Kitap Tanıtımı |
Kendini tüm şairlerle "akraba" sayan yücegönüllü bir şairin, kendini, hayatın görünen-görünmeyen tüm nesneleriyle eşitleyen "kardeşçe" yücegönüllülüğünün sessiz şarkısı:
Düşündüm konumunu ölümün,
Küpün, piramidin, silindirin.
Yalnış nesne yok.
Şeylerin en iyisi sudur.
Bir akşam gördüğü yerleri anlattı bana.
Gölgesiyle bıraktım suyu.
Sonluyu, kurcalamalı.
Ağaçlar koysun adımı.
İlhan Berk'in Şeyler Kitabı, daha önce, Ev ve Çok Yaşasın Sayılar adıyla yayımlanan kitaplarına eklenen Bir Şey Olanlarla Bir Şey Olmayanlar kitabıyla birlikte şeyler'in, her şeylerin büyük kitabı!
Tadımlık
LİR
Thor kayalarının liriyle coşuyordu.
René Char
1
Her şiiri bir öncekini yıkarak, yıka yıka yazmak...
Yazmak budur.
2
Dilin gerçeklik sınırının nereye değin uzandığını, gerçeklik ötesiyle ilişkisinin de nerde kesildiğini, nasıl kesildiğini, sonra da o Kaosu denemek istedim hep. Sadece bir merak da olabilir bu. Ama bunu denedim. Anlamı (ya da gerçeği) aşmadıkça şiirden söz edilemeyeceğini biliyorum çünkü.
Bir Kaosta yaşamak, kaosu yazmak nasıl bir şey? Bu merak sönmedi bende. Öznenin egemenliğini yitirişini; nesneyle yer değişmesini (kısa da olsa) yaşamak...
Böyle uzun bir yolculuğa çıkmak:... Konuya sağından solundan yanaşmak; ama bir türlü yakalayamamak: etrafında dönmek yalnız.

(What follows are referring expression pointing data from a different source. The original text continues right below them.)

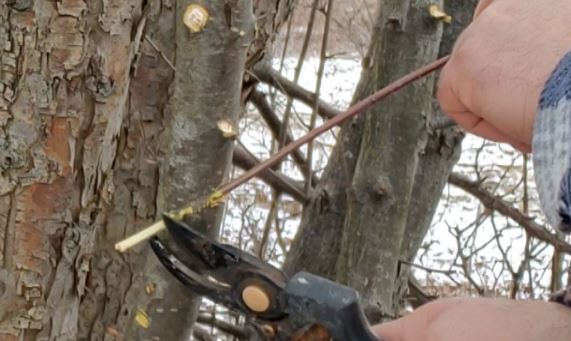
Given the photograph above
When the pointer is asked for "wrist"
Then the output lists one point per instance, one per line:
(552, 146)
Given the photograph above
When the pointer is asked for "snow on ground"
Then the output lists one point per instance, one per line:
(458, 212)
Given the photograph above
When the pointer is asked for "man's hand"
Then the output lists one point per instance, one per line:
(481, 320)
(492, 83)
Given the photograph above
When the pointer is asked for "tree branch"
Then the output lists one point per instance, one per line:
(492, 202)
(273, 78)
(259, 100)
(245, 160)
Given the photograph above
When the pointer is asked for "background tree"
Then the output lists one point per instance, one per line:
(100, 134)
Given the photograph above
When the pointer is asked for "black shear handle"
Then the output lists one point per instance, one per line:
(314, 300)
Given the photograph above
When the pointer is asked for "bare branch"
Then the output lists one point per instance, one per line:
(493, 202)
(273, 78)
(259, 100)
(245, 160)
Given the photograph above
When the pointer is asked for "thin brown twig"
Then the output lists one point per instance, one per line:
(356, 109)
(320, 70)
(148, 39)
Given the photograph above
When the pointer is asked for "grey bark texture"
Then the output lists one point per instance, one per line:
(207, 83)
(383, 181)
(85, 123)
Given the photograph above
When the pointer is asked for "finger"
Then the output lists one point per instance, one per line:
(449, 100)
(482, 5)
(390, 331)
(459, 111)
(414, 326)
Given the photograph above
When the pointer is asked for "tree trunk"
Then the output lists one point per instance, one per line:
(71, 135)
(84, 126)
(210, 65)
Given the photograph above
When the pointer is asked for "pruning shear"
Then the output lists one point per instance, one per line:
(304, 307)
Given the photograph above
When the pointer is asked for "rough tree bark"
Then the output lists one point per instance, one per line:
(359, 204)
(207, 88)
(71, 137)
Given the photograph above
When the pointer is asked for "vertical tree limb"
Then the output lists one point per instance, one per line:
(207, 88)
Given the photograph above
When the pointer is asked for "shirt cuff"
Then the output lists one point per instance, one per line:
(551, 146)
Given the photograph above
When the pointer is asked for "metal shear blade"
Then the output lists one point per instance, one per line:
(217, 271)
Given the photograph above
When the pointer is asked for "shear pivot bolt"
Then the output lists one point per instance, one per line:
(256, 299)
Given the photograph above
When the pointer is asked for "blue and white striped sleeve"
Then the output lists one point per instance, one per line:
(552, 146)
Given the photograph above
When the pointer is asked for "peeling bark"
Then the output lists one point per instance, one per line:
(364, 216)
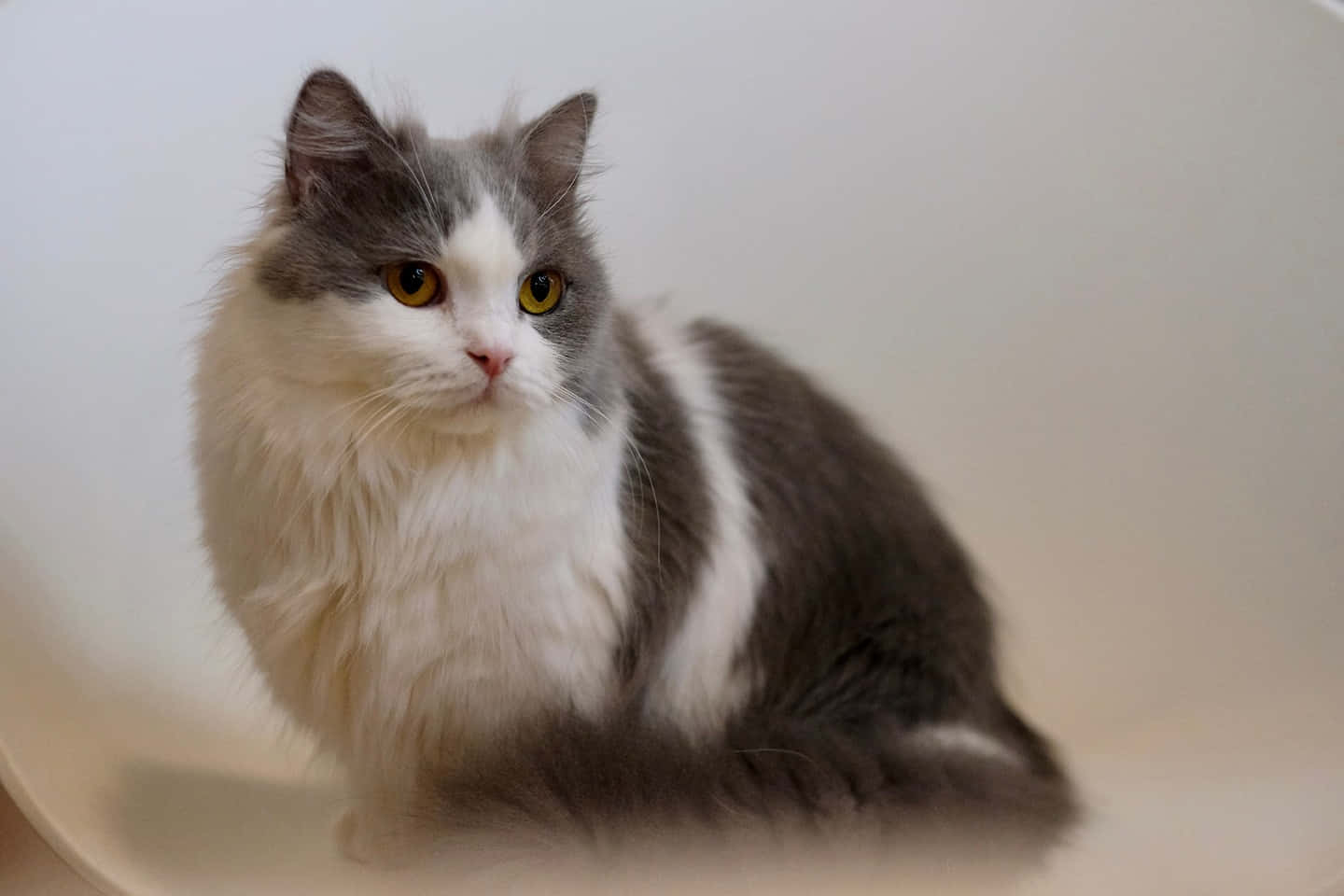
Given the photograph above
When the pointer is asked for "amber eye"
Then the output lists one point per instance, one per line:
(540, 292)
(413, 284)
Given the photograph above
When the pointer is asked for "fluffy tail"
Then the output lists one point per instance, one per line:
(605, 783)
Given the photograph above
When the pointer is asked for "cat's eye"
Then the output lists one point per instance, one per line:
(415, 284)
(540, 292)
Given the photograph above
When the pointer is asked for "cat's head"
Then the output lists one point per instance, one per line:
(449, 277)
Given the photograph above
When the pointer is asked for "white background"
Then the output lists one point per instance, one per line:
(1082, 262)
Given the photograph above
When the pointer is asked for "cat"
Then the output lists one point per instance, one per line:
(519, 556)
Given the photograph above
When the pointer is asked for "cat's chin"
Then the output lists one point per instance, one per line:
(479, 416)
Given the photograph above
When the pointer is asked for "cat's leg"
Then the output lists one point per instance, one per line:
(378, 833)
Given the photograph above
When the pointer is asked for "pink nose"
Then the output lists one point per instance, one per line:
(492, 360)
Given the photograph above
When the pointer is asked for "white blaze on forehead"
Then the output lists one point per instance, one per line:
(482, 254)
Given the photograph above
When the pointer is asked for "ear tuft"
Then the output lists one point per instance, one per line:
(332, 132)
(554, 146)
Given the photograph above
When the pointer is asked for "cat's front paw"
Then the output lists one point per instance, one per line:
(375, 838)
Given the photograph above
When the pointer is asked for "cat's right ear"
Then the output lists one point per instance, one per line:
(332, 134)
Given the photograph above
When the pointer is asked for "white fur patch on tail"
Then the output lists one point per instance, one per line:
(959, 737)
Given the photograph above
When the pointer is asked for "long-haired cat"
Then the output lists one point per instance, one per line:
(525, 559)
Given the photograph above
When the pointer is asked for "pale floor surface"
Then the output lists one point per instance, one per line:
(27, 864)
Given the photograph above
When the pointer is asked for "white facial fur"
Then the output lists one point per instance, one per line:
(405, 586)
(417, 357)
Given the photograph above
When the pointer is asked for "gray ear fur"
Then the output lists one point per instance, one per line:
(554, 146)
(332, 133)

Tam yaklaşıldığında da yeniden başa dönmek...
3
İyi bir şiirde anlam pek ele geçmez.
Ama hep ele geçmiş gibidir.
Tek anlama sığınıp kalmamıştır.
Resullerin sözleri gibi sıradağlar kurmuştur.
4
Yalnız şairler hiçbir biçimde dilin dışında duramazlar.
Yalnızca dil umudu gerçekleştirebilir.
5
Dilin fosil şiirinden söz eder Emmerson.
Buna ayakbasılmadık dil demeli.
Şiirin ufku da orda baş verir.
6
Nesneler, imgeler gibi şairlere verilmiştir.
Ama korku saçar nesneler!
Ben bunu hep yaşadım.
7
Sözün silindiği; anlamı da saptamanın nerdeyse olanaksız olduğu yerdedir şiir.
O yer hem de yok gibidir.
Dil burda susmuştur çünkü.
Bir şey söylemiyordur.
Seziliyor, gibidir ancak.
8
Yazmak dili yalnız onu içerir
Dilin özüyle yürür çünkü.
İçerinin sesiyle (Maurice Blanchot).
9
Bir şiiri bitirdiğimde benim değilmiş gibi bakarım.
Benim olduğunu çok sonra anlarım.
(Güneş battığı yeri bilmek ister.)
10
Her şiir ölümü, şiddeti (şiddet ve yazı iç içedir), karanlığı içerir.
(Arıların vahiyle çiçeklerden bal topladığını okudum.)
11
Anlaşılıveren şiirden hep kuşku duydum.
Ben dünyaya imgeler olarak bakarım, öyle görürüm.
(Çocuklar gibi.)
İmgeler benim evimdir.
12
Ben şiiri her seferinde bozguna sokmayı (sous rature) nerdeyse amaçladığımı söyleyebilirim.
13
Lir ile şiir birbirlerini bilmezler.